Here’s some of this week’s crypto analysis you can read on our subscription service TC + (written by TC’s Jacquelyn Melinek):

Of Celsius accelerates the crypto sell-off, who pays the price?
This week, the global crypto market capitalization falls below $ 1 trillion for the first time since January 2021 after one of the largest centralized crypto lenders, Celsius, landed in hot water after all used withdrawals, swaps and transfers for users. The driver behind its freeze is not quite clear yet, but it happens in another bank-run scenario like the UST and LUNA situation – and it’s causing another drop in the crypto market.

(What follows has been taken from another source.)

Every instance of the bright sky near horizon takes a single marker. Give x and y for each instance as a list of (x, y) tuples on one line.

Hedge funds plan to buy more crypto amid a down market and potential regulatory clarity
According to PwC’s Global Crypto Hedge Fund report. These funds are on “the search for alpha” to beat the benchmarks and John Garvey, global financial services leader at PwC, said to TechCrunch. Even though markets are extremely volatile, two-thirds of all hedge funds are currently investing in the space plan to deploy more capital into the market by the end of 2022, it said.

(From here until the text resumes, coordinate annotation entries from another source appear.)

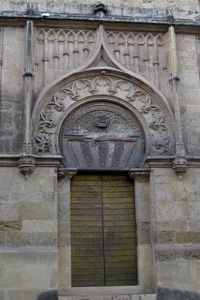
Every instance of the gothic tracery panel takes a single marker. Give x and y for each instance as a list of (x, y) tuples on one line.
[(142, 53), (60, 50)]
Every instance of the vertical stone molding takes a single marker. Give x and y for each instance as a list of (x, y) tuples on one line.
[(26, 165), (64, 248), (142, 204), (28, 78), (179, 164)]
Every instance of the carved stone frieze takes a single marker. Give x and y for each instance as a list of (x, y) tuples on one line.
[(142, 53), (60, 50), (101, 85)]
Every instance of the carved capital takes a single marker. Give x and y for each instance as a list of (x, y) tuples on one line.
[(100, 10), (139, 174), (26, 164), (179, 165), (66, 174)]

From DAOs continue to blossom, here’s how to keep yours from wilting
This has been a major growth spurt for DAOs (decentralized autonomous organizations), but it is not guaranteed that they are properly formed or in a way that ensures success. But what happens when the hype fades? People stop voting, treasuries can wither and leave, dead communities turn into “DAO graveyards.” To prevent that from happening, some say there needs to be a restructuring of the way DAOs are formed.